Há mais de dois anos uma questão vem me atormentando. Mas não tive coragem, até aqui, de expô-la publicamente. O jornalista Hélio Schwartsman, da Folha de S. Paulo, tomou a iniciativa e fê-lo por mim.
Aponta ele que uma pandemia viral gera terror no mundo, já matou mais de 6 milhões de pessoas e não para de renovar-se, produzindo novas cepas e novas vítimas. E registra o surpreendente silêncio atual dos criacionistas, que, de repente, pararam de negar a evolução darwiniana.

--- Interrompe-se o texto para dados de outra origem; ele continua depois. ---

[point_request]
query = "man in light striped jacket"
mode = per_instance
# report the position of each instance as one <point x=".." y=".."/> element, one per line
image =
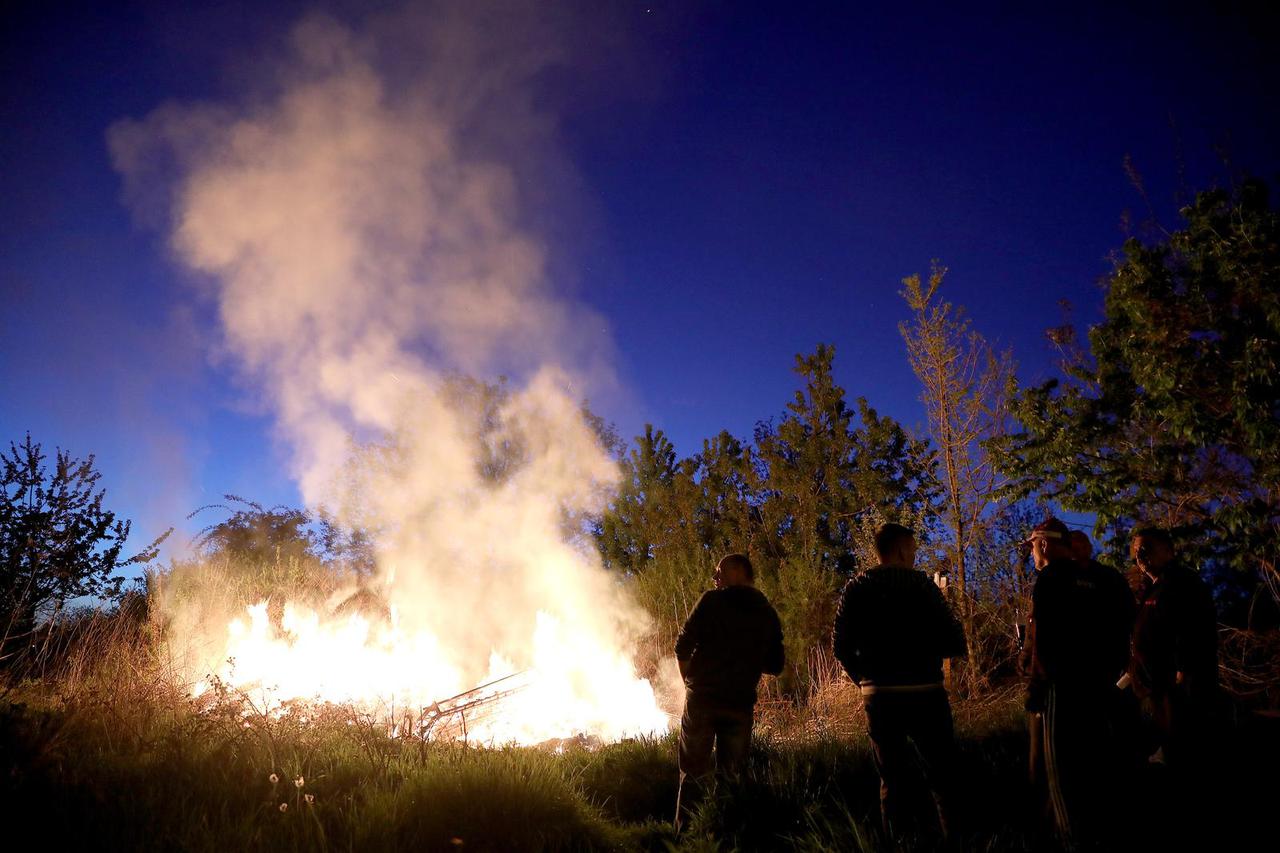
<point x="892" y="632"/>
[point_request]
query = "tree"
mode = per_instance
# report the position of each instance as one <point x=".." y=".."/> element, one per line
<point x="1173" y="413"/>
<point x="823" y="468"/>
<point x="963" y="382"/>
<point x="58" y="541"/>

E Schwartsman explica a razão desse fato: simplesmente porque se continuassem a fazê-lo, estariam jogando “a responsabilidade por essa carnificina diretamente no colo de Deus”.

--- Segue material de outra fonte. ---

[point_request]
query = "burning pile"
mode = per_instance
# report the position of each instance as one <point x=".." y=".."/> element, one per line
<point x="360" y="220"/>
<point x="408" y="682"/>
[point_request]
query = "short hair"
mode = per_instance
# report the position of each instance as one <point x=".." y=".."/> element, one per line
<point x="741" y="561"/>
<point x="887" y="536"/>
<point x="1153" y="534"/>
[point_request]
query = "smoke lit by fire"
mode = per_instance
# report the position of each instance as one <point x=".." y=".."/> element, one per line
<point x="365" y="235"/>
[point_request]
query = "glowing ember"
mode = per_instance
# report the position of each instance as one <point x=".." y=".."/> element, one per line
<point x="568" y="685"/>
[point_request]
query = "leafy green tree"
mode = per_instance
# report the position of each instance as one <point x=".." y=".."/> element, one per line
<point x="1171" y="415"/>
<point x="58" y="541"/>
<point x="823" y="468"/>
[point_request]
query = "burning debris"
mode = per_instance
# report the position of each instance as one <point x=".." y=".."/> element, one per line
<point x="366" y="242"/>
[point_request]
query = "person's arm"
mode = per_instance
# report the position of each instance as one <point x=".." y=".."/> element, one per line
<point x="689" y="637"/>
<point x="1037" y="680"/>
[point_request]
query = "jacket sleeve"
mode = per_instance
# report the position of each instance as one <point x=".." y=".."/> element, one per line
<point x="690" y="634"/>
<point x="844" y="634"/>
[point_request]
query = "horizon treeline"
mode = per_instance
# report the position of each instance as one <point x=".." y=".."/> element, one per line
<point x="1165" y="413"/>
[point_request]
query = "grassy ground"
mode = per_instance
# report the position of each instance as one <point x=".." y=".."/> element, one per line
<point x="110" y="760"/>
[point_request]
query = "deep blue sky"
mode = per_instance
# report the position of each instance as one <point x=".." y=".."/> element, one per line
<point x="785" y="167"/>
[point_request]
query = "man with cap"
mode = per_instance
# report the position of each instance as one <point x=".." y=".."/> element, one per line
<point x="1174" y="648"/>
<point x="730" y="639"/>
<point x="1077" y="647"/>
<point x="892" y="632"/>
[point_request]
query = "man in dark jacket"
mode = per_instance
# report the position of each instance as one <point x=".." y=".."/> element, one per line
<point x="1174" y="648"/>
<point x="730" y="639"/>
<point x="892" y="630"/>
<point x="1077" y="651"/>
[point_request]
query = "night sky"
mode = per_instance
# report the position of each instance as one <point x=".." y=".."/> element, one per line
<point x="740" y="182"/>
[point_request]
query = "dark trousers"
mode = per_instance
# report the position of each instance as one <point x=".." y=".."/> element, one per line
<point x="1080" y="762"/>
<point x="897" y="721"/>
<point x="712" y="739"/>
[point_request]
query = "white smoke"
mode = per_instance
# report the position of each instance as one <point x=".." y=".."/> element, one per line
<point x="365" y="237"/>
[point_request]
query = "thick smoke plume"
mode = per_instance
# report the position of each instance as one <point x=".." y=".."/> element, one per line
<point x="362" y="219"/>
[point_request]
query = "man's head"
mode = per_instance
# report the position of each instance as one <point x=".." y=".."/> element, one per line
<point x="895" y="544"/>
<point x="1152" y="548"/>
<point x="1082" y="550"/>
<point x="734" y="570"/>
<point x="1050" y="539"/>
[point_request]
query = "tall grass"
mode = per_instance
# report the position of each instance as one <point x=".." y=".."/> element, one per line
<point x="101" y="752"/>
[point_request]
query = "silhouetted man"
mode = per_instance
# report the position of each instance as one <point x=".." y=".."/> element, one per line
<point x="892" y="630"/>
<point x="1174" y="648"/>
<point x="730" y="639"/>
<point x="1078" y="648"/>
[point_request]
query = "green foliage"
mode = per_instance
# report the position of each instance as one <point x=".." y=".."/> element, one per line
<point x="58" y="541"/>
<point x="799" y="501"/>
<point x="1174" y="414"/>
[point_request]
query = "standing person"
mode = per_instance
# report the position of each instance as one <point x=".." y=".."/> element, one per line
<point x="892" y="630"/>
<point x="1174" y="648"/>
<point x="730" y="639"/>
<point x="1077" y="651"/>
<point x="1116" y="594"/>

De acordo com os criacionistas, o Universo, incluindo o planeta Terra e todas as espécies nele existentes, abrangendo os vírus, foi criado por Deus. Aí, o jornalista vai ao pomo da questão: “Se Deus é o responsável direto pelo surgimento desse vírus e das variantes que nos causam tanto sofrimento, como sustentar que Ele é um ser benevolente?”
Destaca que, ainda que o mundo e seus habitantes tenham sido projetados por Demiurgo, tido como ser intermediário de Deus nessa criação, e que, segundo Platão, é responsável por copiar ideias (perfeitas) na matéria (imperfeita), a responsabilidade final seria de Deus.
Então, Hélio Schwartsman afirma que “uma forma de tentar livrar a cara de Deus é colocá-lo num lugar tão alto na hierarquia que Ele já não responda pelos erros dos baixos escalões” E argumenta: “O Criador concebeu um mundo bem bacaninha e não é sua culpa se nós o usamos mal, tendo desenvolvido um padrão de ocupação que favorece o surgimento e a difusão de doenças, entre outros flagelos”. Seria o dito livre-arbítrio, com suas contradições.
No entanto, se assim o for, o mesmo colunista observa que Deus se torna indistinguível da natureza e “deixa de ser um Deus pessoal para o qual vale a pena rezar e fazer preces”.
Está vendo o leitor por que eu me escusava de tratar do assunto? O terreno é escorregadiço, sinuoso, capaz de leva-lo aonde você não quer ir e fazê-lo dizer o que não quer ou não deve.
Sou uma pessoa crente em Deus. Não apenas por educação e tradição familiar, mas por uma convicção pessoal, devidamente provada e comprovada pela vida vivida. Immanuel Kant sustentava que crer ou não crer na existência de Deus seria algo a ser deixado por conta da Fé de cada um de nós. Eu acredito, por motivo de foro íntimo. Acho que, sem Ele, o Universo não teria razão de ser. E eu não seria quem sou nem teria chegado onde cheguei. Para isso, não precisei nem preciso frequentar templos e igrejas. Não é lá que Deus está. Está aqui, dentro de nós, queiramos ou não.
Pessoalmente, acredito que, como nas guerras, conflitos e tragédias, Deus está presente na atual pandemia. Ele está nos hospitais, nos médicos, nas enfermeiras e nos atendentes; nas casas das pessoas contaminadas, nas pessoas de luto e, sobretudo, nas vacinas que estão salvando milhares de vidas. Faz o que pode. Ou o que precisa ser feito.
A razão dessa maldita pandemia ainda não sabemos qual é. Mas deve existir, já que nada acontece por acaso. E se o caos não é maior é porque uma Força Superior zela por nós. Mais: quem sabe do atual flagelo surja uma nova humanidade? O momento é propício.